Was in Kanada einen Skandal auslöste, juckt in Litauen kaum jemanden. Keiner wagt es, den braunen Verbindungen in der Ukraine auf den Grund zu gehen und ultranationales Gedankengut zu kritisieren. Denn sofort würde es heißen: Desinformation, Schwächung der Ukraine und russische Propaganda. Zweifellos nutzt Russland NS-Symbolik bei Ukrainern aus, um die „Entnazifizierung“ des Landes zu betreiben – dabei hätte man mit den eigenen Neonazis wohl kaum weniger zu tun. Und gewiss fälscht Russland viel Bild- und Videomaterial für eigene Propagandazwecke. Doch die Lüge der anderen rechtfertigt nicht das eigene Täuschen. Die Galizien-Division hat nicht für die Freiheit gekämpft, sondern für den „Endsieg“ im Vernichtungskrieg der Nazis im Osten. Dies mit keinem Wort zu erwähnen ist auch Propaganda.

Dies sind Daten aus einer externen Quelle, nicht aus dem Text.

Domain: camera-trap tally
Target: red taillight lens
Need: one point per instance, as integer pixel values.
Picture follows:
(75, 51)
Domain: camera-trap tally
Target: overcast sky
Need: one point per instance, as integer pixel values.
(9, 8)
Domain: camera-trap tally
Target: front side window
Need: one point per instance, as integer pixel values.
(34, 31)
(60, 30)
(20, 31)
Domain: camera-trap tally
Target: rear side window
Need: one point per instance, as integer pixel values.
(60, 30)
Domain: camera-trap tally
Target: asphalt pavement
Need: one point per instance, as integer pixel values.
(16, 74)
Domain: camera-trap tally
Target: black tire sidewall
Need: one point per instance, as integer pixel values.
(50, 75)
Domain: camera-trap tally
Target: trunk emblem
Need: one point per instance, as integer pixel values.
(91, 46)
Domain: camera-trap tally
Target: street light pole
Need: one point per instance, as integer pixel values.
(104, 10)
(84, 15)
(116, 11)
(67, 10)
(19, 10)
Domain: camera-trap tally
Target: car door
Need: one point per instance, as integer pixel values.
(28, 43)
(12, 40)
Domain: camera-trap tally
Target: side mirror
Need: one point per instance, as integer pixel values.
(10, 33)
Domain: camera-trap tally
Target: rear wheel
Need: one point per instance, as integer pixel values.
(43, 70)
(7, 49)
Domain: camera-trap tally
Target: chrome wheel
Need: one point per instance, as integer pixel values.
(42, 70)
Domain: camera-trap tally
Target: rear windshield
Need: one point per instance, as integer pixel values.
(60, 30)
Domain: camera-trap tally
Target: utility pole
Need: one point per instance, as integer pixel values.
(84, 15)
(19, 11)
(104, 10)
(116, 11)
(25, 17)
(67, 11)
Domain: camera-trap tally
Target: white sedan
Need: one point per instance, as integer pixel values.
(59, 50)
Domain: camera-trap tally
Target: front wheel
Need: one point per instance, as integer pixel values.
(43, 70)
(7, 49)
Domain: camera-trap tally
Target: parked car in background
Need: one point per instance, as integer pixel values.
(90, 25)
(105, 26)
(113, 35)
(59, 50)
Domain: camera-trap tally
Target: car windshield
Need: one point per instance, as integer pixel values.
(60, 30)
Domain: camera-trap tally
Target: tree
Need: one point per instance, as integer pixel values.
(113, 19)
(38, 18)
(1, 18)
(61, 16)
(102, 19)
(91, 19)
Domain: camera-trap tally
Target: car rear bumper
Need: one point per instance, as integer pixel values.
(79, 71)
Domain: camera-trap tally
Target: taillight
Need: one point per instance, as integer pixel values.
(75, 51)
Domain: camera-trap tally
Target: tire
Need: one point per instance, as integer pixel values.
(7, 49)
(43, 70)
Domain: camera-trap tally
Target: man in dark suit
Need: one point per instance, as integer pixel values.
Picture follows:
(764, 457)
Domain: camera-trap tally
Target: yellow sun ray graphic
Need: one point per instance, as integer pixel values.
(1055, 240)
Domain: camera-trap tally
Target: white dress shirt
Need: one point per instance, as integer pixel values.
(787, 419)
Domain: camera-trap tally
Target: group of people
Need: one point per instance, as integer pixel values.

Teil der neuen Regierungskoalition unter sozialdemokratischer Führung ist auch die junge Partei „Morgenröte der Memel“ (lit. Nemuno aušra). Ihr Chef Remigijus Žemaitaitis machte mit antisemitischen Sprüchen Schlagzeilen, die bis ins Ausland hohe Wellen schlugen und für viel Kritik in Litauen selbst sorgten (ausführlicher s. hier). Auf diesem rechten Auge ist man nicht blind, aber auf einem anderen wohl leider schon.